Helicobacter pylori Infection with Atrophic Gastritis Is an Independent Risk Factor for Advanced Colonic Neoplasm.
- Author:
Ji Young LEE
1
;
Hye Won PARK
;
Ji Young CHOI
;
Jong Soo LEE
;
Ja Eun KOO
;
Eun Ju CHUNG
;
Hye Sook CHANG
;
Jaewon CHOE
;
Dong Hoon YANG
;
Seung Jae MYUNG
;
Hwoon Yong JUNG
;
Suk Kyun YANG
;
Jeong Sik BYEON
Author Information
- Publication Type:Original Article
- Keywords: Helicobacter pylori; Gastritis; Atrophy; Neoplasms
- MeSH: Antibodies; Atrophy; Colon*; Colonic Neoplasms*; Colonoscopy; Colorectal Neoplasms; Cross-Sectional Studies; Gastritis; Gastritis, Atrophic*; Helicobacter pylori*; Helicobacter*; Immunoglobulin G; Mass Screening; Risk Factors*; Stomach Neoplasms
- From:Gut and Liver 2016;10(6):902-909
- CountryRepublic of Korea
- Language:English
- Abstract: BACKGROUND/AIMS: Helicobacter pylori is a major risk factor for atrophic gastritis (AG) and gastric cancer.

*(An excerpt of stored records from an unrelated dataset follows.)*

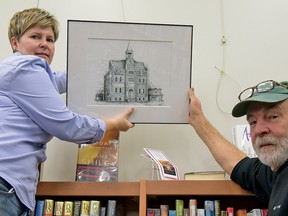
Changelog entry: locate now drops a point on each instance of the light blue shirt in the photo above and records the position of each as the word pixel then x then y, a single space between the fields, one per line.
pixel 31 113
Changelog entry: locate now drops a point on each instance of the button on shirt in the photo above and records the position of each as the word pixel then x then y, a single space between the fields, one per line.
pixel 31 113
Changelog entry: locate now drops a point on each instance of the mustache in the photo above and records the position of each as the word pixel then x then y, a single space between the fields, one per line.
pixel 271 140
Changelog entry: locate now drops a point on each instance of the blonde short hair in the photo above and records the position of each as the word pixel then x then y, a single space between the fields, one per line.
pixel 24 20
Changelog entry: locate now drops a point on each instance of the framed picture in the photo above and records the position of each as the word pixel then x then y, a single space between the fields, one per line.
pixel 113 65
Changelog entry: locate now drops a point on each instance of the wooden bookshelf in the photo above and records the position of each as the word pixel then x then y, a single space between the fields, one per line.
pixel 136 197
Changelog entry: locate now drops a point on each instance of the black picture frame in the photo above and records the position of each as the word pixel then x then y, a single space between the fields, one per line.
pixel 115 65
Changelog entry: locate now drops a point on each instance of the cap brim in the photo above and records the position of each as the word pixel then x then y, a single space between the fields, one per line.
pixel 240 109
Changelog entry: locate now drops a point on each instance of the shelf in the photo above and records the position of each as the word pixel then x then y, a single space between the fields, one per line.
pixel 136 197
pixel 79 189
pixel 196 187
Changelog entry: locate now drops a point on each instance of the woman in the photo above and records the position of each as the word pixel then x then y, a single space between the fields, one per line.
pixel 32 111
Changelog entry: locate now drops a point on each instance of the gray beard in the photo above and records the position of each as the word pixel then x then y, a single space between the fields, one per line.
pixel 275 156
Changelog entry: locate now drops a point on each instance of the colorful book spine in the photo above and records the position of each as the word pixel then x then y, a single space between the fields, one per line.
pixel 186 212
pixel 85 207
pixel 77 208
pixel 230 211
pixel 217 207
pixel 157 212
pixel 264 212
pixel 200 212
pixel 172 213
pixel 150 212
pixel 58 208
pixel 223 213
pixel 48 207
pixel 193 207
pixel 39 208
pixel 209 208
pixel 103 211
pixel 94 208
pixel 164 210
pixel 179 207
pixel 111 208
pixel 68 208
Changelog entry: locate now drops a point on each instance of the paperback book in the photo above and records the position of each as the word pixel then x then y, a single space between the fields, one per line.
pixel 99 162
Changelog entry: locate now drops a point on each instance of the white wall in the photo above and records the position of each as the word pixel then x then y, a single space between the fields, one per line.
pixel 256 33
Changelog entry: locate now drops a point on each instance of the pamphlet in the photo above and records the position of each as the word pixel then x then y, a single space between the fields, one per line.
pixel 166 168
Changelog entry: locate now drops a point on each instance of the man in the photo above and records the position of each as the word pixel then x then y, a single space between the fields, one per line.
pixel 266 108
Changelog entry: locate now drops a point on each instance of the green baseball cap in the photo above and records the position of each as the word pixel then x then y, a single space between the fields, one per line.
pixel 276 94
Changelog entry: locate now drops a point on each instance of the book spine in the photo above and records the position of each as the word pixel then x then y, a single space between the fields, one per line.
pixel 157 212
pixel 103 211
pixel 241 212
pixel 68 208
pixel 39 208
pixel 179 207
pixel 77 208
pixel 111 208
pixel 85 206
pixel 172 213
pixel 164 210
pixel 230 211
pixel 48 207
pixel 217 207
pixel 150 212
pixel 264 212
pixel 223 213
pixel 58 208
pixel 186 212
pixel 209 208
pixel 193 207
pixel 94 208
pixel 200 212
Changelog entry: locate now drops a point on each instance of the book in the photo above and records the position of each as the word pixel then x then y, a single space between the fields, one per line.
pixel 230 211
pixel 111 207
pixel 157 212
pixel 255 212
pixel 207 175
pixel 85 207
pixel 99 162
pixel 217 207
pixel 103 211
pixel 77 208
pixel 186 212
pixel 241 212
pixel 48 207
pixel 172 213
pixel 193 207
pixel 200 212
pixel 165 167
pixel 179 207
pixel 223 213
pixel 164 210
pixel 94 208
pixel 68 208
pixel 39 210
pixel 242 139
pixel 264 212
pixel 58 208
pixel 209 208
pixel 150 212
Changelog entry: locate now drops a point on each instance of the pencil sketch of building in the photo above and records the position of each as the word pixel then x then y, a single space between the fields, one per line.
pixel 127 80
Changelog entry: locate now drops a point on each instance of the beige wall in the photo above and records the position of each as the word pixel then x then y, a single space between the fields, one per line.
pixel 256 49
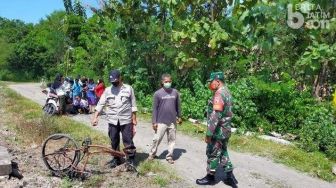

The correlation between H. pylori, AG and colorectal neoplasm (CRN) has only been examined in a limited number of studies, and findings have been inconclusive. We aimed to investigate the association between H. pylori infection status, AG and advanced CRN. METHODS: This cross-sectional study investigated the relationship between the presence of serum anti-H. pylori IgG antibodies, AG, and advanced CRN in 6,351 consecutive asymptomatic subjects who underwent a screening colonoscopy. RESULTS: A total of 316 participants (5.0%) had advanced CRN. H. pylori seropositivity was 61.3%. In a univariate analysis, the presence of H. pylori infection was associated with advanced CRN (odds ratio [OR], 1.49; 95% confidence interval [CI], 1.17 to 1.91; p=0.001). H. pylori infection was associated with an increased risk of advanced CRN after adjusting for clinically relevant confounders (OR, 1.34; 95% CI, 1.04 to 1.72; p=0.023). H. pylori-related AG was significantly associated with the risk of advanced CRN (OR, 1.40; 95% CI, 1.03 to 1.91; p=0.030), whereas H. pylori infection without AG was not. CONCLUSIONS: H. pylori infection increased the risk of advanced CRN, especially when it was combined with AG. Strict colonoscopy screening and surveillance may be warranted in those with H. pylori-positive AG.